A volte ritornano ovvero: chi non muore si rivede

Anno 2023, Governo Meloni: riecco Roberto Calderoli in veste, questa volta, proprio di ministro per gli Affari regionali e le autonomie, pronto a compilare, e presentare, il suo progetto di autonomia differenziata che prevede la possibilità per ogni singola regione di cedere agli enti locali le 23 materie concorrenti indicate nella Costituzione.

Di seguito la lista delle tematiche su cui le Regioni possono chiedere, come il Veneto chiede, maggiore libertà di manovra:

  1. Rapporti internazionali e con l’Unione europea delle Regioni;
  2. Commercio con l’estero;
  3. Tutela e sicurezza del lavoro;
  4. Istruzione (fatto salvo per l’autonomia delle istituzioni scolastiche e con l’esclusione dell’istruzione e della formazione negli istituti scolastici professionali);
  5. Professioni;
  6. Ricerca scientifica e tecnologica;
  7. Sostegno all’innovazione per i settori produttivi;
  8. Tutela della salute;
  9. Alimentazione;
  10. Ordinamento sportivo;
  11. Protezione civile;
  12. Governo del territorio;
  13. Porti e aeroporti civili;
  14. Grandi reti di trasporto e di navigazione;
  15. Ordinamento della comunicazione;
  16. Produzione, trasporto e distribuzione nazionale dell’energia;
  17. Previdenza complementare e integrativa
  18. Coordinamento della finanza pubblica e del sistema tributario;
  19. Valorizzazione dei beni culturali e promozione e organizzazione di attività culturali;
  20. Valorizzazione dei beni ambientali;
  21. Casse di risparmio e casse rurali;
  22. Aziende di credito a carattere regionale;
  23. Enti di credito fondiario e agrario a carattere regionale.

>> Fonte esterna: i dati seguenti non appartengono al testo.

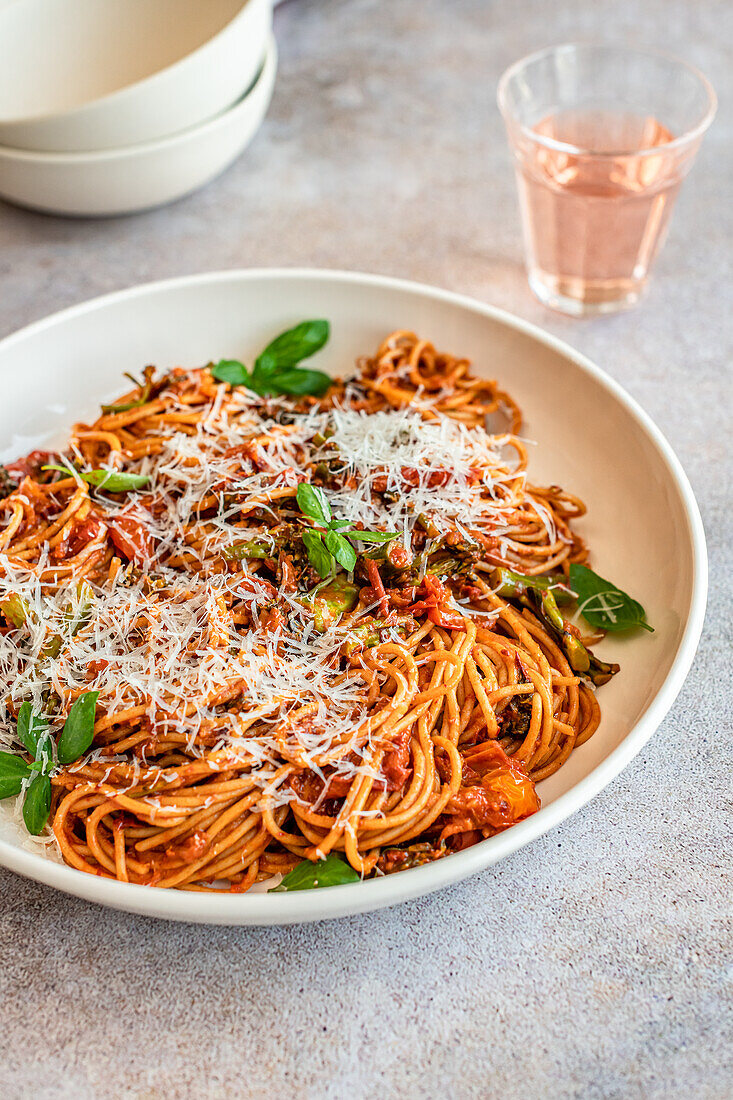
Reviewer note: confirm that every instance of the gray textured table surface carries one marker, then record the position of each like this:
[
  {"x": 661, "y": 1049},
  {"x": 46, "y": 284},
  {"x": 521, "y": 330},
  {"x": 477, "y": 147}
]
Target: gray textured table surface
[{"x": 594, "y": 964}]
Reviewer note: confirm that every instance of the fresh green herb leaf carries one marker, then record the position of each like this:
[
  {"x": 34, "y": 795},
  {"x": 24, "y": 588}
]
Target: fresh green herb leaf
[
  {"x": 326, "y": 872},
  {"x": 357, "y": 536},
  {"x": 36, "y": 804},
  {"x": 318, "y": 556},
  {"x": 294, "y": 383},
  {"x": 112, "y": 482},
  {"x": 109, "y": 480},
  {"x": 32, "y": 730},
  {"x": 603, "y": 605},
  {"x": 275, "y": 371},
  {"x": 13, "y": 770},
  {"x": 232, "y": 372},
  {"x": 78, "y": 730},
  {"x": 314, "y": 503},
  {"x": 340, "y": 549},
  {"x": 293, "y": 345},
  {"x": 249, "y": 548}
]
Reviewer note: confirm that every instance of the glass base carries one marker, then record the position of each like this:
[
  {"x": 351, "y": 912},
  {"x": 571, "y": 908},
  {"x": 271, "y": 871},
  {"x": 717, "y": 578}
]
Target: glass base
[{"x": 578, "y": 298}]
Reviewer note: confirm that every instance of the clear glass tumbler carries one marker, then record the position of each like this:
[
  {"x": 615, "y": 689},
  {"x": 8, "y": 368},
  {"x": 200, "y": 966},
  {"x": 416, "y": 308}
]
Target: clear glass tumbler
[{"x": 602, "y": 138}]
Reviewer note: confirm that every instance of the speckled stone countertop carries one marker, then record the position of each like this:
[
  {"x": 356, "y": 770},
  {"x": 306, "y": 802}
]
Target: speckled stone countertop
[{"x": 593, "y": 964}]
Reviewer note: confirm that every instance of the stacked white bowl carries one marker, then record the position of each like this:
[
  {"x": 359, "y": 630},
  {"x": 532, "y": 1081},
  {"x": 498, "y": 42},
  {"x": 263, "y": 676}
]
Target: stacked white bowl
[{"x": 110, "y": 107}]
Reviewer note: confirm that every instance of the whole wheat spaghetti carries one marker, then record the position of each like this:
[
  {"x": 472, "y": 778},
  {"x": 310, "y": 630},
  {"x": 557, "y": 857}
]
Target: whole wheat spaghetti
[{"x": 252, "y": 713}]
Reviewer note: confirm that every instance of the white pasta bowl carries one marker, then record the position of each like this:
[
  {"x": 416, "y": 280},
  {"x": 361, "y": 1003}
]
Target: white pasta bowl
[
  {"x": 609, "y": 452},
  {"x": 138, "y": 177},
  {"x": 83, "y": 75}
]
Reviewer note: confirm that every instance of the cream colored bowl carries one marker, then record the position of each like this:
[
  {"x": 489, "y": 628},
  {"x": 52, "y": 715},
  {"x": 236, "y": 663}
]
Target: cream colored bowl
[
  {"x": 88, "y": 75},
  {"x": 643, "y": 524},
  {"x": 140, "y": 176}
]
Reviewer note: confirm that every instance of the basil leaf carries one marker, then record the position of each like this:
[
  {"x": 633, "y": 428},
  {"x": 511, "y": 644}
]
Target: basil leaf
[
  {"x": 293, "y": 345},
  {"x": 115, "y": 482},
  {"x": 372, "y": 536},
  {"x": 36, "y": 804},
  {"x": 78, "y": 730},
  {"x": 13, "y": 770},
  {"x": 110, "y": 480},
  {"x": 314, "y": 503},
  {"x": 318, "y": 556},
  {"x": 326, "y": 872},
  {"x": 603, "y": 605},
  {"x": 250, "y": 548},
  {"x": 32, "y": 729},
  {"x": 343, "y": 552},
  {"x": 295, "y": 383},
  {"x": 231, "y": 371}
]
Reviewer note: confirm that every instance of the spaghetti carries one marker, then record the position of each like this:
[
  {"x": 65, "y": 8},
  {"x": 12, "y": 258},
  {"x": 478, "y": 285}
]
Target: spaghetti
[{"x": 253, "y": 713}]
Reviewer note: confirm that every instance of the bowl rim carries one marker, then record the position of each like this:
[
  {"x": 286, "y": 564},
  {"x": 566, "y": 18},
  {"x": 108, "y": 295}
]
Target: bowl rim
[
  {"x": 128, "y": 90},
  {"x": 262, "y": 909},
  {"x": 11, "y": 155}
]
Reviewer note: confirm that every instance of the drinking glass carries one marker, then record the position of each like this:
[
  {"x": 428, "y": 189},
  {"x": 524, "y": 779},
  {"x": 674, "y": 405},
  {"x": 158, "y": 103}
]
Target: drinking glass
[{"x": 602, "y": 138}]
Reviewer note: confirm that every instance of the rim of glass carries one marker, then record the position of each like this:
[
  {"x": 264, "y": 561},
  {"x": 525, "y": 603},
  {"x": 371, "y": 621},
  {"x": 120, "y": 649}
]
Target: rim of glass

Autonomia differenziata conseguenze

Essendo l’autonomia differenziata una forma di autonomia speciale che consente a determinate regioni o province di avere maggiori competenze e poteri rispetto ad altre, le conseguenze di questa forma di autonomia possono essere positive o negative a seconda del contesto e delle modalità con cui viene attuata.

In generale, l’autonomia differenziata può aiutare a rispondere alle specifiche esigenze delle singole regioni, migliorando l’efficienza nell’erogazione dei servizi e nell’utilizzo delle risorse.

Tuttavia, può anche creare disuguaglianze tra le regioni e aumentare la complessità del sistema amministrativo.

Inoltre, può anche portare a una maggiore competizione tra le regioni, con conseguente maggiore pressione fiscale sui cittadini.

In conclusione, eccovi i pro ed i contro dell’ Autonomia differenziata.

I pro dell’autonomia differenziata possono essere:

  1. Maggiore flessibilità e capacità di rispondere alle esigenze locali
  2. Maggiore efficienza nell’utilizzo delle risorse
  3. Maggiore partecipazione dei cittadini alla vita politica e amministrativa delle proprie regioni
  4. Possibilità di sviluppare politiche più adeguate alle specificità territoriali

I contro dell’autonomia differenziata possono essere:

  1. Aumento delle disparità tra le regioni
  2. Rischio di creazione di un sistema federale disomogeneo e poco efficiente
  3. Aumento dei costi amministrativi e burocratici
  4. Possibilità di creare tensioni tra le diverse regioni e lo Stato centrale.